Which was why she said, “Don’t be ridiculous. They’re not inside you.”

He stared at her. “Take me seriously, Claire. Listen to me. Really listen.”

She shook her aching head. “It’s PTSD. Tracy said so. Sarah said so. And that arrogant SOB Dr. Sieders said so.”

“None of their opinions about my mental health explain how the shades disappeared today. Claire, I…”

He paused, looking uncertain. In the time she’d known him, he hadn’t been one to hesitate to say anything, even when it was absurd—like,
I’m crazy about you, Claire.

“What?” she asked, suddenly worried.

He stared at her, his green eyes intense. “I think the shades don’t affect me. I’m immune.”

“Oooookay.” The scientists said he’d been on the other side, and the only way to have survived that was a miracle. Like immunity. At the same time, if he was immune, that made him some kind of…something. “The scientists didn’t say you were immune.”

He swallowed. “I’m not only immune, but I think I made the shades go away.”

“Now you’re getting bizarre.” She could almost handle the idea that a human who’d gotten stuck in the other dimension might build up a couple of minutes of immunity to the shade touch. But a human who controlled shades? “I know you were conscious. I saw you stand. You must have gone into a berserker rage and killed them all. You have a blaster band and the rifle. Your training kicked into overdrive. It can happen, where you go on autopilot.”

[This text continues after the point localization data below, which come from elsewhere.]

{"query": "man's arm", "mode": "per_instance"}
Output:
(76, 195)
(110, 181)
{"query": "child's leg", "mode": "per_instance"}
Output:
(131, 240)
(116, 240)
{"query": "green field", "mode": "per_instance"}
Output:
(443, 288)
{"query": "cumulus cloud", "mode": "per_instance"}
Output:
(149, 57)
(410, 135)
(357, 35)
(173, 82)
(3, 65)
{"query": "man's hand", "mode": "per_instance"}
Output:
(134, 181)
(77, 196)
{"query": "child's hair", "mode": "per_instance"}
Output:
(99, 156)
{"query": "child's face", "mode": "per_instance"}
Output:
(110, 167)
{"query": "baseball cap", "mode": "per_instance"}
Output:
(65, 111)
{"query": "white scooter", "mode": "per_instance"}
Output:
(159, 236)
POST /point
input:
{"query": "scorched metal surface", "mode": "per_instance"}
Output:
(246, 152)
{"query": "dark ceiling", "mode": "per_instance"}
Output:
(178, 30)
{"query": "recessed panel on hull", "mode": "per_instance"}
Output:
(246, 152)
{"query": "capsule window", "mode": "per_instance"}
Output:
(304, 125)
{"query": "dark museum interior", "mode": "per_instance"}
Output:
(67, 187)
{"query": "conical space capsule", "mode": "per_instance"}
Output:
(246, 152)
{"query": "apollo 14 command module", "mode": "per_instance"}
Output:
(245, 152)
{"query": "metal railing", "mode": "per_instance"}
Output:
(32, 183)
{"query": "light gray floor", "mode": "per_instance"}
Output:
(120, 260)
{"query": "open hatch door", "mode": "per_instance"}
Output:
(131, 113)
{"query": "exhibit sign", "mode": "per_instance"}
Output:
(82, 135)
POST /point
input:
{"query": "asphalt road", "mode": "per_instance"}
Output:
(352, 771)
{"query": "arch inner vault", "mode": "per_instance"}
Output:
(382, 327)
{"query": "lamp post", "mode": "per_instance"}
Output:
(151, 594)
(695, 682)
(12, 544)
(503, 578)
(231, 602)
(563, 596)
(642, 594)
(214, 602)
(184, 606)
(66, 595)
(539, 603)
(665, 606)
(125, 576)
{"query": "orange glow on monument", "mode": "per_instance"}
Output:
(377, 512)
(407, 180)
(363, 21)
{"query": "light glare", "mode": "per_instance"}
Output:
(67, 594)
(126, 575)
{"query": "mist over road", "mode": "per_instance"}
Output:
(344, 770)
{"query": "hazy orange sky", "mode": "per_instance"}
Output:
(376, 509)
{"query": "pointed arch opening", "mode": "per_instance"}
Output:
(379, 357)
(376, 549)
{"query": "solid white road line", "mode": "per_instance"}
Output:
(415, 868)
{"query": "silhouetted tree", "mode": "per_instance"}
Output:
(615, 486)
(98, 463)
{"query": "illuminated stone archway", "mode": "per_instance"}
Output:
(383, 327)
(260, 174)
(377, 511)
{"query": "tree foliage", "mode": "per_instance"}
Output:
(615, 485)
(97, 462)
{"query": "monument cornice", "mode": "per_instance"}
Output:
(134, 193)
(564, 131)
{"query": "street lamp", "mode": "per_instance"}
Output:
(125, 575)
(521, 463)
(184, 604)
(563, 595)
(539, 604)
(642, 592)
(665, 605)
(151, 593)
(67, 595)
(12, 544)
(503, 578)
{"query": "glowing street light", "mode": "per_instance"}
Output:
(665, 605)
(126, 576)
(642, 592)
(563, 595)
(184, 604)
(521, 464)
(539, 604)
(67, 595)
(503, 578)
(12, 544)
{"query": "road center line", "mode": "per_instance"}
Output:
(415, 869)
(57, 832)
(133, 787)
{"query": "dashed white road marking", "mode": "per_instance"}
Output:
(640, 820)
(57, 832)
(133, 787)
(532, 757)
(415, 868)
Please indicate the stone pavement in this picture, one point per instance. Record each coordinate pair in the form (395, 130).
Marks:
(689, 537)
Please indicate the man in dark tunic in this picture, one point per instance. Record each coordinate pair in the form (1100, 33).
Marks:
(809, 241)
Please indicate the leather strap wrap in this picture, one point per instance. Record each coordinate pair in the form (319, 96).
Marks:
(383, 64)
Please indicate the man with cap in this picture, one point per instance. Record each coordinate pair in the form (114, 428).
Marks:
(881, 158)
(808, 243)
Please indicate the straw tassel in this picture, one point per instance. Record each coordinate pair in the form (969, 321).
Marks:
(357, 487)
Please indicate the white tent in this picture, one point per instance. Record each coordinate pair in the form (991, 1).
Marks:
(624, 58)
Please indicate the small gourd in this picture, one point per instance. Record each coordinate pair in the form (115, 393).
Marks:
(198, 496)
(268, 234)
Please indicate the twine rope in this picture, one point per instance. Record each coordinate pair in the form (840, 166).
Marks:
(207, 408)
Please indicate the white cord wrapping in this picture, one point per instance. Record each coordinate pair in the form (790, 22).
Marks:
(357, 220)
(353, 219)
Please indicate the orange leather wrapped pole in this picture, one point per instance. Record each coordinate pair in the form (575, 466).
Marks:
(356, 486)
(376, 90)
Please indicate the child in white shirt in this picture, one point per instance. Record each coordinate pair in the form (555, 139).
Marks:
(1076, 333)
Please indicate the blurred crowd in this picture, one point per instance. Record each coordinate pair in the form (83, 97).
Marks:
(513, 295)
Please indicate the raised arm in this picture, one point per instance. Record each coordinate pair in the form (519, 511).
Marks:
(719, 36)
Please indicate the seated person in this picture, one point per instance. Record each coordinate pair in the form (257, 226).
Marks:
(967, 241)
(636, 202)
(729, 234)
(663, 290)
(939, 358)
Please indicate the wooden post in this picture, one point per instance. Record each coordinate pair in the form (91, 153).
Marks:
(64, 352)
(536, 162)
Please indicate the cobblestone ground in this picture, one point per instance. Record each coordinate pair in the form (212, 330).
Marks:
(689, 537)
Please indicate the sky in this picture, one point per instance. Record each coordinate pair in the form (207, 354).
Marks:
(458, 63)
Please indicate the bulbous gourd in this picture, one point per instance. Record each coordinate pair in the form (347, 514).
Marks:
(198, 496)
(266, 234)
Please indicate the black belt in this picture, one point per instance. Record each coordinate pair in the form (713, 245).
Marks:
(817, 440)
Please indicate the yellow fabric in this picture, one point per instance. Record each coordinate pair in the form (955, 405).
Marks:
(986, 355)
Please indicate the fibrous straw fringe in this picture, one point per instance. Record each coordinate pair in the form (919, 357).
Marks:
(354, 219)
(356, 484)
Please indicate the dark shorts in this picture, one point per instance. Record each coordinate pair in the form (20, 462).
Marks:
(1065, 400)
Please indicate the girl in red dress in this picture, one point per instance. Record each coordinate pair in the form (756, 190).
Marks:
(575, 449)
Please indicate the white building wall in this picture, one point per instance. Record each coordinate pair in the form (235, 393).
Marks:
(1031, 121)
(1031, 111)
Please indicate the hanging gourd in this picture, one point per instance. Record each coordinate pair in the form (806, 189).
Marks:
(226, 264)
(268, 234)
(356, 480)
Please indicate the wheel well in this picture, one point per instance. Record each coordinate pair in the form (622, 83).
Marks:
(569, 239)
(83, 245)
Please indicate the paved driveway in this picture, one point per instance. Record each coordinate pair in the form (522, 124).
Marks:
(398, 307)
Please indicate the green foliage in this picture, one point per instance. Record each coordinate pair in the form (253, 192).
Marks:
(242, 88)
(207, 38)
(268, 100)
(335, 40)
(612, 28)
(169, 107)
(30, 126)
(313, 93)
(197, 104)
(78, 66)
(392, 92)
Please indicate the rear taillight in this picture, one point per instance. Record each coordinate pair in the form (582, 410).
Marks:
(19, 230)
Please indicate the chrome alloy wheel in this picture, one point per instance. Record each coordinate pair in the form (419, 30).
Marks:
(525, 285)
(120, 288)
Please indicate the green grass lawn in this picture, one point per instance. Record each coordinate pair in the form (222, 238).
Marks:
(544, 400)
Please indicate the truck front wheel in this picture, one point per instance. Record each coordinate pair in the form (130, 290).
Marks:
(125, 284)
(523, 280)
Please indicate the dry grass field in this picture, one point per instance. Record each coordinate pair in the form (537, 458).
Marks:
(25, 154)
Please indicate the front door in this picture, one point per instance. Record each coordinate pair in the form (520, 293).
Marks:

She didn’t want to contemplate anything else. Jeep laser it was.

He shook his head. “It’s time we face facts. I was on the other side for two years, Claire. The scientists said I’d been transformed on a molecular level. I’m no longer human. I’m immune to shades and can possibly control them. Ship has agreed not to tell anyone yet, but we have to consider what this means.”

She nudged him with her knee. “Adam, no. You’re forgetting more important facts. Like how you constantly help people. Save people. Like how you wouldn’t hurt a fucking fly. Like how we both survived today, and it was clearly because of you.”

“Every night I dream I’m swimming in shades, and I’ve been sleepwalking. I know it,” he said, face drawn. “Where am I going? Am I helping the shades find victims?”